THE WOMEN OF THE COUSINS’ WAR refers to three little-known icons of the English court that star in Philippa Gregory’s The Cousins’ War. This five-book series centers on the renowned and lesser-known competitors of the Wars of the Roses. Three women dominate the subject here: Jacquetta of Luxembourg, Elizabeth Woodville and Margaret Beaufort (Duchess of Bedford, Queen of England and mother to King Henry). Gregory makes the case that they are not nearly as famous as they should be, given the fact that they survived and thrived during the superstitious, violent era of the wars. In spite of everyday dangers, political obstacles, battles and accusations of witchcraft, each woman rose to power or helped her children do so, against incredible odds. There, her wits, character and calculating intelligence contributed to the rise of the Tudor dynasty.
"THE WOMEN OF THE COUSINS’ WAR is extraordinary history. Those who have read any of Philippa Gregory’s books know she is a great writer and a leader in the genre. She also has proven herself to be devoted to pure history in her latest impressive effort to complete the record."
Gregory and her co-authors, David Baldwin and Michael Jones, have written a kind of feminine devotional here, dedicated to unbiased history and women’s virtues. As in her other books, a tremendous amount of effort is devoted toward gathering material and conducting thorough research, complimented by the work of historians. She has included a lengthy introduction on the unique challenges of writing history and fiction, along with timelines, maps, pedigrees and illuminating illustrations that give characters depth and background. An extensive index has been placed at the back, allowing readers to reference individuals and events. Thus you can use the book like a novel or an encyclopedia, reading from cover to cover or simply as a reference material.
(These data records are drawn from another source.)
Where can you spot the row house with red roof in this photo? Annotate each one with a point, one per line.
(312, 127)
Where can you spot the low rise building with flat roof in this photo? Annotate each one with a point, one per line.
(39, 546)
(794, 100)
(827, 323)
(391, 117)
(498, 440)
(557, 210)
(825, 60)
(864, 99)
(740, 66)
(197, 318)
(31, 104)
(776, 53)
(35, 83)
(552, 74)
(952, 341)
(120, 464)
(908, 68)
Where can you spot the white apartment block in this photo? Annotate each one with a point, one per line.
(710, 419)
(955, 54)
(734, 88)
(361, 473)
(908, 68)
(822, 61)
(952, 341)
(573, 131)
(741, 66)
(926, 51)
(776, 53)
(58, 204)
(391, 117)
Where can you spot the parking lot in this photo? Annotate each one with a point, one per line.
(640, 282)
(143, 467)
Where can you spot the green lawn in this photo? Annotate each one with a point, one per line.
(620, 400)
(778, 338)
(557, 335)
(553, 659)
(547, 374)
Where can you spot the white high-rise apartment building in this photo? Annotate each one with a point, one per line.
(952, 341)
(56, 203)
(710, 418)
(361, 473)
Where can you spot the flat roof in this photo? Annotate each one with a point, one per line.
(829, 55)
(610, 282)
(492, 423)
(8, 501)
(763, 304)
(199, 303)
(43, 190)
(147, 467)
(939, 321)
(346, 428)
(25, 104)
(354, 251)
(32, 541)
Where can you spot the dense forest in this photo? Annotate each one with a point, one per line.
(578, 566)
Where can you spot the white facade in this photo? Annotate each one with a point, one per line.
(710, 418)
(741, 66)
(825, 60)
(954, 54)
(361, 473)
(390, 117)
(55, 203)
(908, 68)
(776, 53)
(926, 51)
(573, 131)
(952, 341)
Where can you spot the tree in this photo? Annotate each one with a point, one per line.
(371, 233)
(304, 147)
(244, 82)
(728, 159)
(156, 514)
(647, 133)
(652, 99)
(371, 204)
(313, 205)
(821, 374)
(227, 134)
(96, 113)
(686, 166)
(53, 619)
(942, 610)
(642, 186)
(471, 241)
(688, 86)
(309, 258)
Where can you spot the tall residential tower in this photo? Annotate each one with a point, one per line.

Either way, it has been designed with convenience in mind, and anyone looking for a figure or event relating to the War of the Roses will have no trouble becoming informed.
Gregory chose her heroines well. They have spectacular stories, so amazing you’ll be astounded they really happened. No complete account has ever been created on any of them before now. These are women with particular things in common, giving this history a common thread and a common theme.
Each one of these ladies was present near a battlefield or directly involved in politics relating to a major skirmish or battle in the War of the Roses. Each had been loyal in serving a cause, fluctuating at times between the Lancaster and Yorkist factions. Each went to a great deal of trouble and personal risk to advance her family in the aristocratic world, and each contributed to history significantly. Each was passionate about some high ideal, whether that be exploring the virtues of mysticism, intellectualism, or religious piety. Each paid a high price for her status and devoted her life to ensuring the safety of her loved ones. Each possessed intensity, passion and willpower. Each displayed tremendous ambition and resilience under fire. Each one was labeled or misrepresented by the public.
Gregory views these women as models of contemporary leadership: “They are my heroines, they are foremothers…The lives of these, and other women, show me what a woman can do even without formal power, education, or rights, in a world dominated by men. They are the inspirational examples of the strength of the female spirit.” She explains it isn’t by accident that their histories have been excluded from the record. In most cases, only the rise of feminism in the 20th century has allowed obscure heroines to be recognized for extraordinary deeds. But not all their stories have been told. It makes perfect sense that a female writer be the one who tells them.
THE WOMEN OF THE COUSINS’ WAR is extraordinary history. Those who have read any of Philippa Gregory’s books know she is a great writer and a leader in the genre. She also has proven herself to be devoted to pure history in her latest impressive effort to complete the record.